Sunday, August 20, 2017

August Challenge: Dark Moon (Day 20)

The deck I've chosen to use for this challenge is based on Welsh mythology, and ultimately I think I chose it as my first deck because Ceridwen appears as The Priestess. Today's challenge was especially meaningful for me because it asks that rather than pulling a card, we contemplate The Priestess.

For those not familiar with Ceridwen, in Welsh mythology, she appears as both a goddess and a powerful sorceress. In fact, there's some dispute as to if she's even supposed to be a goddess. For someone so central to the Celtic/Welsh mythos, I've always found it odd that there is really only one story about her and her sole purpose is giving birth to Taliesin.

For the Welsh incarnation of the triple goddess, she is the crone. An honor shared by Morgan in Arthurian legend. According to Celtic Magic by D.J. Conway:
The Crone, or Dark Mother, sometimes called the Hag, has black as her color, the color of darkness where all life rests before rebirth. This aspect of the Goddess is Winter, night, wisdom, counsel, the gateway to death and reincarnation, the waning Moon.
For me, she's always been a part of my life. The first place I can remember encountering her name was in Lost Magic by Berthe Amoss. The internet then isn't what it is these days, and I had no idea the author was writing of this name that would become so important to me from only a couple major cities away. In fact, I've been desperately searching for the name of this book off and on for years... it was today that my searches finally yielded a result! Her name appeared in other stories I held dear as a child, but unfortunately that's the only one I remember distinctly.

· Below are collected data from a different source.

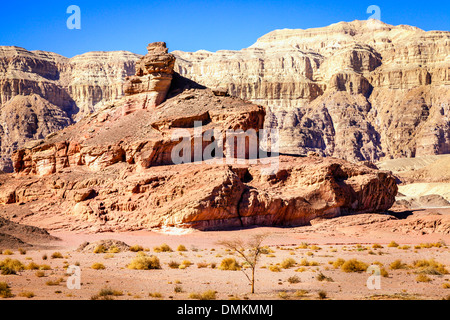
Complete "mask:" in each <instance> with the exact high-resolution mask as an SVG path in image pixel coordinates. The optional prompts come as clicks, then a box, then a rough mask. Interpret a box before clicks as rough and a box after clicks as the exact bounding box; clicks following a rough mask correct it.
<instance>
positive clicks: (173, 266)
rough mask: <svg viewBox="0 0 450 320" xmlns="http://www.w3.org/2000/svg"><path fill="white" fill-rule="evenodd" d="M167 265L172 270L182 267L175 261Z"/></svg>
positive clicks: (168, 263) (177, 268)
mask: <svg viewBox="0 0 450 320" xmlns="http://www.w3.org/2000/svg"><path fill="white" fill-rule="evenodd" d="M167 265H168V266H169V268H171V269H178V267H179V266H180V264H179V263H178V262H176V261H174V260H172V261H170V262H169V263H168V264H167Z"/></svg>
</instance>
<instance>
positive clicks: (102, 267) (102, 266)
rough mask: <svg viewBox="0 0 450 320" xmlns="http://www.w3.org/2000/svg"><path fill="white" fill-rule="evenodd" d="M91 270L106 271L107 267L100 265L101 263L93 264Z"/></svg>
mask: <svg viewBox="0 0 450 320" xmlns="http://www.w3.org/2000/svg"><path fill="white" fill-rule="evenodd" d="M91 268H92V269H94V270H104V269H106V268H105V265H104V264H103V263H99V262H95V263H93V264H92V266H91Z"/></svg>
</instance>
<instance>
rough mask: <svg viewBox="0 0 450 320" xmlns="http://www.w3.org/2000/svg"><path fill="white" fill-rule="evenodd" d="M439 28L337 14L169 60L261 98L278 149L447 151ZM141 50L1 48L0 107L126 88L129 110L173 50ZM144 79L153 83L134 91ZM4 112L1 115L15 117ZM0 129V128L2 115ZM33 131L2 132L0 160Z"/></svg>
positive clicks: (258, 99)
mask: <svg viewBox="0 0 450 320" xmlns="http://www.w3.org/2000/svg"><path fill="white" fill-rule="evenodd" d="M449 38H450V33H449V32H445V31H428V32H425V31H423V30H420V29H418V28H415V27H411V26H405V25H400V26H392V25H388V24H384V23H382V22H377V21H373V20H370V21H353V22H340V23H337V24H333V25H330V26H328V27H324V28H313V29H306V30H288V29H284V30H275V31H273V32H270V33H268V34H266V35H264V36H262V37H261V38H260V39H258V41H257V42H256V43H255V44H253V45H252V46H250V47H249V48H246V49H242V50H240V51H229V50H221V51H218V52H215V53H213V52H208V51H204V50H202V51H198V52H195V53H189V52H181V51H176V52H173V55H175V56H176V57H177V62H176V64H175V66H174V71H176V72H178V73H179V74H181V75H183V76H184V77H187V78H189V79H192V80H194V81H195V82H198V83H200V84H202V85H205V86H207V87H210V88H213V89H215V90H216V89H217V88H220V90H221V92H222V93H226V92H227V93H228V94H230V95H233V96H237V97H240V98H242V99H245V100H248V101H252V102H254V103H256V104H259V105H262V106H264V107H266V109H267V110H266V113H267V116H266V120H265V121H266V122H265V128H278V129H280V132H281V141H280V142H281V144H280V147H281V149H280V150H281V151H282V152H283V153H286V154H307V152H308V151H313V152H316V153H317V154H320V155H322V156H334V157H341V158H344V159H348V160H351V161H361V160H370V161H376V160H382V159H389V158H401V157H415V156H426V155H433V154H446V153H450V133H449V132H450V125H449V121H450V120H449V112H450V106H449V101H450V93H449V85H450V69H449V68H450V67H449V65H450V61H449V56H450V45H449V43H450V41H449ZM148 49H149V53H148V54H147V55H146V56H145V58H143V57H141V56H140V55H136V54H132V53H129V52H125V51H120V52H90V53H86V54H83V55H79V56H76V57H73V58H70V59H68V58H65V57H62V56H60V55H57V54H55V53H50V52H43V51H33V52H29V51H27V50H25V49H22V48H18V47H0V106H1V107H3V106H4V105H5V104H6V103H7V102H8V101H11V100H12V99H13V98H14V97H15V96H17V95H25V96H26V95H31V94H36V95H38V96H40V97H41V98H43V99H45V100H47V101H48V102H49V103H50V104H51V105H54V106H56V107H58V108H59V109H61V110H62V112H64V113H66V115H65V117H66V118H71V119H72V120H75V121H76V120H79V119H81V118H82V117H83V116H84V115H86V114H89V113H91V112H95V111H97V110H100V109H101V108H103V107H104V106H106V105H108V104H109V103H110V102H112V101H114V100H116V99H119V98H121V97H122V96H123V95H124V92H125V91H127V92H128V93H130V94H134V99H143V100H142V101H137V100H136V103H131V104H130V105H129V107H128V109H129V108H130V107H131V106H133V105H134V106H144V107H149V106H155V105H157V104H158V103H160V100H161V96H164V92H165V90H166V89H167V83H168V81H169V78H170V75H171V73H172V70H171V69H172V64H173V58H172V56H171V55H170V54H169V53H168V52H167V49H166V48H165V46H164V45H163V44H162V43H159V44H153V45H152V46H150V47H149V48H148ZM140 58H141V60H140V61H141V63H140V65H139V66H138V67H136V62H137V61H138V60H139V59H140ZM146 64H147V65H146ZM150 65H154V66H155V68H154V69H148V66H150ZM157 69H159V70H157ZM136 71H138V74H136ZM127 77H130V79H129V81H128V82H126V78H127ZM124 85H125V86H126V88H124ZM148 90H151V91H152V92H153V93H152V94H149V93H148V92H147V94H143V95H136V94H137V93H139V92H141V93H142V92H144V91H148ZM158 92H159V93H158ZM32 110H33V111H34V109H32ZM132 111H133V110H131V109H130V110H127V108H124V112H132ZM5 112H6V111H5ZM9 112H10V114H9V115H6V117H8V118H13V117H15V116H16V113H15V112H14V111H13V110H11V108H10V109H9ZM0 113H3V112H1V111H0ZM18 116H19V117H20V115H18ZM38 122H39V121H38ZM39 123H42V122H39ZM55 129H56V127H55ZM0 130H1V131H2V132H5V133H6V134H7V133H8V132H9V128H8V127H7V124H5V123H2V122H0ZM42 131H46V130H44V129H43V130H42ZM45 133H47V132H45ZM36 138H43V136H42V135H41V134H39V133H38V132H37V131H36V132H33V133H32V134H31V135H30V134H23V135H20V137H19V136H17V137H12V138H4V137H3V136H2V138H1V139H2V150H1V151H0V152H1V154H0V158H1V160H0V170H4V171H8V172H9V171H11V169H12V163H11V161H10V160H9V158H10V155H11V152H12V151H13V150H16V149H17V148H18V147H20V146H22V145H23V143H24V141H27V140H30V139H36Z"/></svg>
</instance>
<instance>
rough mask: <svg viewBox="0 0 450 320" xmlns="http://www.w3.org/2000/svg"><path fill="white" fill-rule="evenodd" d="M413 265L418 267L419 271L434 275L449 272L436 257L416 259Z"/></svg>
mask: <svg viewBox="0 0 450 320" xmlns="http://www.w3.org/2000/svg"><path fill="white" fill-rule="evenodd" d="M413 267H414V268H416V269H417V271H416V272H417V273H424V274H432V275H442V274H448V270H447V269H446V268H445V266H444V265H443V264H442V263H439V262H437V261H435V260H434V259H429V260H425V259H424V260H417V261H414V263H413Z"/></svg>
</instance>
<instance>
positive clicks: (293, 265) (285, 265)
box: [281, 258, 297, 269]
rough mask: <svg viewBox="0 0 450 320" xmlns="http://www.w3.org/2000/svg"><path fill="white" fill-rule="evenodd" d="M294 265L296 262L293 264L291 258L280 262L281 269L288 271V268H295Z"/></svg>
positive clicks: (292, 260) (288, 258) (295, 263)
mask: <svg viewBox="0 0 450 320" xmlns="http://www.w3.org/2000/svg"><path fill="white" fill-rule="evenodd" d="M296 263H297V262H295V260H294V259H292V258H286V259H284V260H283V262H281V267H282V268H283V269H289V268H291V267H293V266H295V264H296Z"/></svg>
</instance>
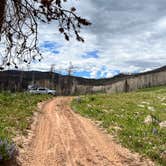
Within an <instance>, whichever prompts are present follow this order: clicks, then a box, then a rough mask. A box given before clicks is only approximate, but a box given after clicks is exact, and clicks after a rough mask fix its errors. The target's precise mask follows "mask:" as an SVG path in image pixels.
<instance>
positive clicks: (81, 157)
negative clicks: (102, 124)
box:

However, what I viewed as a concept of her, appeared over and over. Maybe she's even the reason I've spent most of my life as a red-head because that's how I always envisioned her. To me, she's passion, insightfulness, and empathy. She's a woman wise beyond her years, capable and independent. How disappointing to me when I learn her story, known for being the mother of a famous bard. Her symbol a white sow and referred to as a hag. I ultimately rejected her and all my youthful fantasies as misplaced. She's not the powerful figure I thought her to be.

But, I was so wrong. I just didn't understand. It's unfortunate that more stories of her do not exist. I believe there is so much more to learn and know of her, but her figure as Dark Mother and appearance as the Priestess lends much to understanding her. She is everything I instinctively believed her to be and more. Her lesson is to look inward, deep into the dark crevices of yourself to find your inner power to bring to the surface. Don't shy away from the things inside you, embrace them--the ugly and the beautiful.